Autonomia funcional, administrativa e financeira
O jurista destaca que a promulgação da EC nº 80/2014, além de apartar claramente a Defensoria Pública da advocacia, fortalece ainda mais a instituição ao explicitar em sede constitucional o seu caráter permanente, a sua ligação visceral com o regime democrático, o seu papel na defesa dos direitos humanos, a sua atuação extrajudicial e legitimidade para a defesa de direitos coletivos.
“Com tais emendas, objetivou-se robustecer a Defensoria Pública, assegurando-lhe verdadeira blindagem institucional perante os demais poderes, contra os quais ela tem, frequentemente, que pelejar em prol das camadas socialmente vulneráveis da população. Essa autonomia, diga-se de passagem, é essencial para o efetivo cumprimento da sua missão constitucional”, diz o documento.
De acordo com o parecer, a necessidade de autonomia financeira é reforçada pela EC nº 80/2014, que estabeleceu, o prazo de oito anos para a efetiva instalação da instituição em todas as seções judiciárias do país. “Para se dar cumprimento a esse importante comando constitucional, será essencial dotar a instituição com os recursos indispensáveis para viabilizar a sua significativa ampliação, o que certamente não ocorrerá caso se permita ao governo que continue interferindo nas propostas orçamentárias apresentadas pelo Defensor Público-Geral Federal”, destaca o jurista.
Nessa matéria, aliás, os defensores-gerais dos Estados também desfrutam da mesma iniciativa privativa, no plano do processo legislativo estadual.
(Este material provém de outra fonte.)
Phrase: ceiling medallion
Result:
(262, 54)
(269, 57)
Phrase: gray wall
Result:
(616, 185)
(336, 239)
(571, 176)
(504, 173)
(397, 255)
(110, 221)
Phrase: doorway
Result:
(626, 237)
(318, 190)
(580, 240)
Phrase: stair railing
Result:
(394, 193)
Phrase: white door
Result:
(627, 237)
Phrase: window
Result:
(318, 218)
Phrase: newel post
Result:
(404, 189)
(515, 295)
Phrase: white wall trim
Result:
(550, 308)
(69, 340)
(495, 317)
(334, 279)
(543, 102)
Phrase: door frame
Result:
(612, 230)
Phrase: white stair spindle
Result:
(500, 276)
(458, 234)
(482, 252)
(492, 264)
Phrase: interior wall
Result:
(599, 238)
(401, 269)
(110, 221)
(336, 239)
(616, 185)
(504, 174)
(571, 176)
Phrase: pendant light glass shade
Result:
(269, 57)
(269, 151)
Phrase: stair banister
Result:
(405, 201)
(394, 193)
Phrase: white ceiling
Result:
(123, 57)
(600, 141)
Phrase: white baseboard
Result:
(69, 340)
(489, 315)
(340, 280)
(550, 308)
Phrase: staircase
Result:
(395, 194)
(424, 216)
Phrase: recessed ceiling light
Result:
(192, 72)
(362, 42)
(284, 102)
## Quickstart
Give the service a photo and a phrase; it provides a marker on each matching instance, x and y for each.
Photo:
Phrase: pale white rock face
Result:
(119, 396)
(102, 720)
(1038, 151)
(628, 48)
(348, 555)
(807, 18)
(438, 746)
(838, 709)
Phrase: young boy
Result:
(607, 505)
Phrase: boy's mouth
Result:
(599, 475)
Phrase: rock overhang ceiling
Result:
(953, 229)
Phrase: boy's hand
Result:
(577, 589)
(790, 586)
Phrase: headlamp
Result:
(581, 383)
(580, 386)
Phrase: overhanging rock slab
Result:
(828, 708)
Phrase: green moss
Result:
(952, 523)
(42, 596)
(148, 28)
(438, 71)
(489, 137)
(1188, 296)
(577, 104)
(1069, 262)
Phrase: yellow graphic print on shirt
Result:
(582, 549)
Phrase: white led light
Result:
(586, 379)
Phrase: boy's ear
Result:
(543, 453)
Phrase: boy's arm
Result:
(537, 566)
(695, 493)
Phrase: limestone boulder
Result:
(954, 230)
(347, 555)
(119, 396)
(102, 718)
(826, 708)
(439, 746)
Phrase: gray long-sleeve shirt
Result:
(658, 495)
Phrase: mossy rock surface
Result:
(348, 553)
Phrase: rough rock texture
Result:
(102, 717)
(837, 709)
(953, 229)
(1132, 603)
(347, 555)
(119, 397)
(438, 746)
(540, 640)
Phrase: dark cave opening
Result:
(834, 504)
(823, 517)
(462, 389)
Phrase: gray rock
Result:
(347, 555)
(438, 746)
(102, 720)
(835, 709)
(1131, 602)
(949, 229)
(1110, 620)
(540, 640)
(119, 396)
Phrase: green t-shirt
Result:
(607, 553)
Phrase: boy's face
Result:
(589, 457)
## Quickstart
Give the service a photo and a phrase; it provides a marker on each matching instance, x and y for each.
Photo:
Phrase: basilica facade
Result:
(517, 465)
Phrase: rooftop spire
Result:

Portanto, pode-se afirmar que “o Defensor Público-Geral Federal detém iniciativa privativa para leis que disponham sobre a organização da Defensoria Pública da União, que estabeleçam normas gerais para a organização da Defensoria Pública dos Estados, do Distrito Federal e dos Territórios, e que visem à alteração do número de membros da Defensoria Pública da União, criação e extinção dos seus cargos, a remuneração dos Defensores Públicos Federais e dos servidores da instituição”, explica o documento.